Talawila N., Pengel LHM.
BACKGROUND: Belatacept was intended to provide better outcomes for kidney transplant (KT) recipients by allowing minimization/withdrawal of calcineurin inhibitors (CNI) and steroids. METHODS: We searched for randomized controlled trials (RCTs) in adult KT comparing belatacept with CNIs. Methodological quality was assessed. Meta-analyses were performed to calculate odds ratios (OR) and mean differences (MD). RESULTS: Six RCTs were included. Pooled analyses found no differences for acute rejection at any time point. Renal function [Calculated glomerular filtration rate (cGFR)] was better with belatacept at 12 and 24 months (MD = 11.7 and 13.7 ml/min/1.73 m(2) ). New onset diabetes after transplantation was lower with belatacept at 12 months (OR = 0.43). Systolic and diastolic blood pressures were lower at 12 months (MD -7.2 and -3.1 mmHg) as were triglycerides at 12 and 24 months (MD = -32.9 and -41.7 mg/dl).

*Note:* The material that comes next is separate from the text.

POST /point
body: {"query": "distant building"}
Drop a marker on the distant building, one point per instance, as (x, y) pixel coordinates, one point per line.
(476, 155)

Total and low-density lipoprotein cholesterol were lower with belatacept at 24 months (MD = -19.8 and -10.6 mg/dl). There were no differences for other outcomes. CONCLUSION: Limited available data suggest a potential benefit for belatacept by reducing the risk of CNI toxicity, especially renal function, without evidence of increased acute rejection. There were no safety issues apart from a possible risk of post-transplant lymphoproliferative disorder in Epstein-barr virus-seronegative recipients. Further studies are required to confirm this benefit.